Clifford.... Need i say More?


----------



## turbosentra89 (Jul 30, 2005)

viper HISSSS :thumbup: :thumbup:


----------



## thestunts200sx (Jul 11, 2005)

either clifford or viper, both good brands.

just get one with a pager system so it lets u know when ur cars getting tampered with, otherwise, what good does it do if it just makes noise....no one looks anymore or cares....


----------



## WiZzO (Jun 15, 2005)

it all depends on how much you are willing to spend but i would definatly suggest going with the remote pager (memories of looking at my stepdads and chasing away this guy with my hockey stick :thumbup: ) anyways viper is a very good brand.


----------



## jpap2369 (Jun 22, 2005)

At bestbuy they have an audiovox alarm which is about $200 insatlled. I have a few reasons for reccomending this alarm. Although it is not a pager type, it has a very loud alarm (125 db's) which is enough to make the asshole who's trying to break into your car temp deaf. Also this alarm is in the price range of most average joe salary (people who don't spend every cent they earn on their car). Although it is not a pager-type system, it's so loud that people will be forced to look and want that annoying alarm turned off, and it's also pretty cheap. I'm planning on buying this system within the next few weeks. What does everyone else think?


----------



## Zac (Mar 10, 2004)

http://www.directed.com/

They make Clifford, Python, Viper, Avital, Hornet, Valet and other names. Most car alarms are made by this exact company.


----------



## SentraStyleEMW (Aug 15, 2002)

Zac said:


> http://www.directed.com/
> 
> They make Clifford, Python, Viper, Avital, Hornet, Valet and other names. Most car alarms are made by this exact company.

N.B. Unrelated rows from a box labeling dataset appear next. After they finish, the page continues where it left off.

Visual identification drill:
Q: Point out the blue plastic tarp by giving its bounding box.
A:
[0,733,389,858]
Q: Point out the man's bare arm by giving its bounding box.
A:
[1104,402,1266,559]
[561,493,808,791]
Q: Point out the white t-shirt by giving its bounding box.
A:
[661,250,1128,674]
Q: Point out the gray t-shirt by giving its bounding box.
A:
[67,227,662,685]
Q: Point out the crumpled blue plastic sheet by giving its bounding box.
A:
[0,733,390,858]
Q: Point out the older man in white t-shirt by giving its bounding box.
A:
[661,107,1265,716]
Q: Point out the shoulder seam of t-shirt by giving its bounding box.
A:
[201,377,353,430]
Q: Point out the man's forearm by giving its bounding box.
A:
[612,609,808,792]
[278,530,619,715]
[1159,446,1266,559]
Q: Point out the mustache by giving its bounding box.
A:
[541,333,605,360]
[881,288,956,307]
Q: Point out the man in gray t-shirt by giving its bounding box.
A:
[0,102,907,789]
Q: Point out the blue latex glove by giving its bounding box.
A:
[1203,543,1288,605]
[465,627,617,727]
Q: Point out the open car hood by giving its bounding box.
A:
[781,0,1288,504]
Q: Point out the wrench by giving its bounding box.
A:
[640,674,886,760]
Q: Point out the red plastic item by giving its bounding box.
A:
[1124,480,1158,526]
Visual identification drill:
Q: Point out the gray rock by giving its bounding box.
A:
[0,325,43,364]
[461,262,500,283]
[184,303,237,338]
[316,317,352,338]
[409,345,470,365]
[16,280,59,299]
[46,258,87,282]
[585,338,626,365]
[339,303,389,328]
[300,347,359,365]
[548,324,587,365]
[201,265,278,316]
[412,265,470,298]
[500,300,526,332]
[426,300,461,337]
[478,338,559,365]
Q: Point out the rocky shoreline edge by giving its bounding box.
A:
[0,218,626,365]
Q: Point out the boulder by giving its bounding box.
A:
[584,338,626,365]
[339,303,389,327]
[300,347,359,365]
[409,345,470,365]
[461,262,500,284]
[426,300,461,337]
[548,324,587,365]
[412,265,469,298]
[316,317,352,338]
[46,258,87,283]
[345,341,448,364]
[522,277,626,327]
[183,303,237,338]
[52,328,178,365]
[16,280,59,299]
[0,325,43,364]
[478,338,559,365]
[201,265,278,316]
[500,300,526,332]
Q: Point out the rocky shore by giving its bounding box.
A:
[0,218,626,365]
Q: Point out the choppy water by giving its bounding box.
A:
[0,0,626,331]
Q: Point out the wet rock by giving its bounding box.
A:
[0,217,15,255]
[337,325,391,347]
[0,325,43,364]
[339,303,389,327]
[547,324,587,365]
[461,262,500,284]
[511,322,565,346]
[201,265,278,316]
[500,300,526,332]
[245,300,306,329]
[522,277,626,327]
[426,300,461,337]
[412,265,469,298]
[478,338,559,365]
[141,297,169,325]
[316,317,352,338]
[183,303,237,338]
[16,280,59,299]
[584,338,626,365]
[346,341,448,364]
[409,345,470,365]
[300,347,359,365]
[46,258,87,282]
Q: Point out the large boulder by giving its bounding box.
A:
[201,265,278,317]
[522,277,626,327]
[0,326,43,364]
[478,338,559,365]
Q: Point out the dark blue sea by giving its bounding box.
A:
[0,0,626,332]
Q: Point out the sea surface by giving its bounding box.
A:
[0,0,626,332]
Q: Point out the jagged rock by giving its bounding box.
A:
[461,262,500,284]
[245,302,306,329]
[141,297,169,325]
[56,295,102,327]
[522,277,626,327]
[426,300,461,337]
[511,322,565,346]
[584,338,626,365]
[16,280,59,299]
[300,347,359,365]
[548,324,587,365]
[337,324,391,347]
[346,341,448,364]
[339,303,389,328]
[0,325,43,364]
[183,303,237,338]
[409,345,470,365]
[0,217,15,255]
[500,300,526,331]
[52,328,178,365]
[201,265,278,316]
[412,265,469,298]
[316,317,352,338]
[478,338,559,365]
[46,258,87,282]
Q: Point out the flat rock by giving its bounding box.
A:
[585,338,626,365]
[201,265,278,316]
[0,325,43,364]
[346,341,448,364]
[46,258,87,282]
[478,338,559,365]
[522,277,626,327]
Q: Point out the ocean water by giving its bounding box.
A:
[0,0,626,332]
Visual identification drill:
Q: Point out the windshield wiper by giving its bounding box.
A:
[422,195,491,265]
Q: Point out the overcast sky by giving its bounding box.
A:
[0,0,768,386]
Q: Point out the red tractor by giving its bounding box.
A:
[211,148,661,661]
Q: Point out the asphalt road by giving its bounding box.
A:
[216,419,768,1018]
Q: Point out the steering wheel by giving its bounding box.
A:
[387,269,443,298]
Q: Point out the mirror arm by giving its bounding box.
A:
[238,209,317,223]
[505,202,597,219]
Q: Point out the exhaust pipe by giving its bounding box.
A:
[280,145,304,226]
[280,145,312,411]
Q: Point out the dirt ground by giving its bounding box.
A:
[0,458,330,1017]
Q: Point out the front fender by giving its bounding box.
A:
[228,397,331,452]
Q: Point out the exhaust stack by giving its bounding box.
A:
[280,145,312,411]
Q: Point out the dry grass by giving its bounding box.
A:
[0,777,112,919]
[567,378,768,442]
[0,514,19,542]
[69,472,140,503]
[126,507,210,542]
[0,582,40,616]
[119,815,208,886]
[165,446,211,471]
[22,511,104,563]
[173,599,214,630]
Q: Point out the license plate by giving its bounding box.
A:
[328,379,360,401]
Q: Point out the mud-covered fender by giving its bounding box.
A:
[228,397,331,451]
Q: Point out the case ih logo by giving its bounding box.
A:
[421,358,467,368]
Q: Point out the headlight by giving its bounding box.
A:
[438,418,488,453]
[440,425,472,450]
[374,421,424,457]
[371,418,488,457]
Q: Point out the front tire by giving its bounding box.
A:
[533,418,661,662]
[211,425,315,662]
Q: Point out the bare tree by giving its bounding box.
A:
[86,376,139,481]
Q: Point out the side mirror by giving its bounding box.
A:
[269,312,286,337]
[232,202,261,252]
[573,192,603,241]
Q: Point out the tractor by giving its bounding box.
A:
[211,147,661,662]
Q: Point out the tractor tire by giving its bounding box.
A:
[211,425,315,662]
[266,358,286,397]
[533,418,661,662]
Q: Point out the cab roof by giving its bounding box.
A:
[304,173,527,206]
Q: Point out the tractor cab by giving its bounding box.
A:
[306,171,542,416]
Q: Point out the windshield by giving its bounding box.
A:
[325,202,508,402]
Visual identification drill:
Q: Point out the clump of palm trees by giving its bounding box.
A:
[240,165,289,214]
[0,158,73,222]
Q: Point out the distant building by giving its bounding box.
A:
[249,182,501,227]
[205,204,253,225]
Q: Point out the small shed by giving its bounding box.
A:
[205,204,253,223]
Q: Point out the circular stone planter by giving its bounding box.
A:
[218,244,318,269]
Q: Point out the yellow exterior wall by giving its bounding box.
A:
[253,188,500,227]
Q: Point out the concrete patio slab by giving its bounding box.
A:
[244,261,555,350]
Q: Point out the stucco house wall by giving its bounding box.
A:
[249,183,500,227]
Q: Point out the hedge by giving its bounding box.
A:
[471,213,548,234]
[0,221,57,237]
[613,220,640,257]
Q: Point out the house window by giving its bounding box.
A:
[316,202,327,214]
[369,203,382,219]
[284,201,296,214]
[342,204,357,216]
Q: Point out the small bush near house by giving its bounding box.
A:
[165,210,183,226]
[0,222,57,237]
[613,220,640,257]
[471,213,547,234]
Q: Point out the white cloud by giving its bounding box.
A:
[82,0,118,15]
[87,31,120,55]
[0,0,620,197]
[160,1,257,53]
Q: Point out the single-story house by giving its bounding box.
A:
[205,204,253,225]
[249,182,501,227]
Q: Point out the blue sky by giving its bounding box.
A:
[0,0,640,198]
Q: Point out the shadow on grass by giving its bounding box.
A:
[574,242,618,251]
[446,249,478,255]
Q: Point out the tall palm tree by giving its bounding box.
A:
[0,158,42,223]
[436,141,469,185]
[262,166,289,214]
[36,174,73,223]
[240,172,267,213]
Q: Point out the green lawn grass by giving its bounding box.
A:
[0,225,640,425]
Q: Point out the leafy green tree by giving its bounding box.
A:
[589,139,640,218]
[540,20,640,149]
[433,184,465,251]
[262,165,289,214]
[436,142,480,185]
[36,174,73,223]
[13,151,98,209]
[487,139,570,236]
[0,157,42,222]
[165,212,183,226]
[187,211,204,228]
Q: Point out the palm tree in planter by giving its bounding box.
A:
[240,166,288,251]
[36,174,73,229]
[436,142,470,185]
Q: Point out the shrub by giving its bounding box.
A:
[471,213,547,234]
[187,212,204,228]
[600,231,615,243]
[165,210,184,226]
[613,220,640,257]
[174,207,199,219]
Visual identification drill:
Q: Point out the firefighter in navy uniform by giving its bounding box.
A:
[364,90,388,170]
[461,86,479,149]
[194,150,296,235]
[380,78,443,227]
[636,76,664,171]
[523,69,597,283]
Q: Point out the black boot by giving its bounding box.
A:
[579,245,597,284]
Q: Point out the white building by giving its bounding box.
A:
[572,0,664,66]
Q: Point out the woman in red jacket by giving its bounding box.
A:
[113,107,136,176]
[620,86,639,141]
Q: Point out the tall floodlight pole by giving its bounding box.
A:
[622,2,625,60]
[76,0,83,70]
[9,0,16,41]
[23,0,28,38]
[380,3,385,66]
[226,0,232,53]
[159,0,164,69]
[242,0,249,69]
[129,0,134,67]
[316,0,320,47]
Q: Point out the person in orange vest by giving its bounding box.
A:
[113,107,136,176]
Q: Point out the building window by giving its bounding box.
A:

I've used and installed Viper, Python, Audiovox, and Ungo alarms on my car(s). I would highly recommend anything that DEI makes...great alarms, great security, wonderfull warranty coverage. And wouldn't recommend Audiovox to even my worst enemy. I currently have an Audiovox APS996C (or something like that) that was given to me (only reason I have it) on my car. It has to be the most installer unfriendly alarm I've ever dealt with, and fails in comparison to any DEI (even rattler series) I've ever used.


----------



## MCHNHED (Dec 22, 2002)

Awesome. Anything from DEI w/ remote pager it is. :thumbup:


----------



## jpap2369 (Jun 22, 2005)

I decided not to get the audiovox and i went to a local high end dealer and bought a shelby CS-500s two way system and it is awesome. I've never seen so many features in an alarm. The guy at the place gave a good deal on it too because it was last years model. I think caryol shelby is in conjunction with the directed company anyway, so this is a high quality alarm. Very nice system.


----------



## captain_shrapnel (Sep 10, 2004)

A possible suggestion to get around the alarm being ignored by people... Get a second siren and have it installed inside the car (behind the dash). Make the car thief have to work with an ear splitting siren blasting in his ear.


----------



## TheMadCheshire (Dec 30, 2004)

Piezo sirens do the same thing. They are, however, much hire pitched and mine are ear piercing. Only thing is one of them dumb court cases where you get sued for the theif's earloss. I can just see it now. Still a really really good idea.


----------



## jlee1469 (Dec 4, 2003)

I have a Viper 791xv (their top of the line) for the past 2 years and its great! Remote start and 2way paging are things I really cant live without. You can also keep your motor running and take out the keys and lock the car if you needed to leave the car for a short period of time. Also builtin turbo timer if you plan on boostn 

Lots of features I didn't expect, I was only looking for an alarm with a cool remote hah!


----------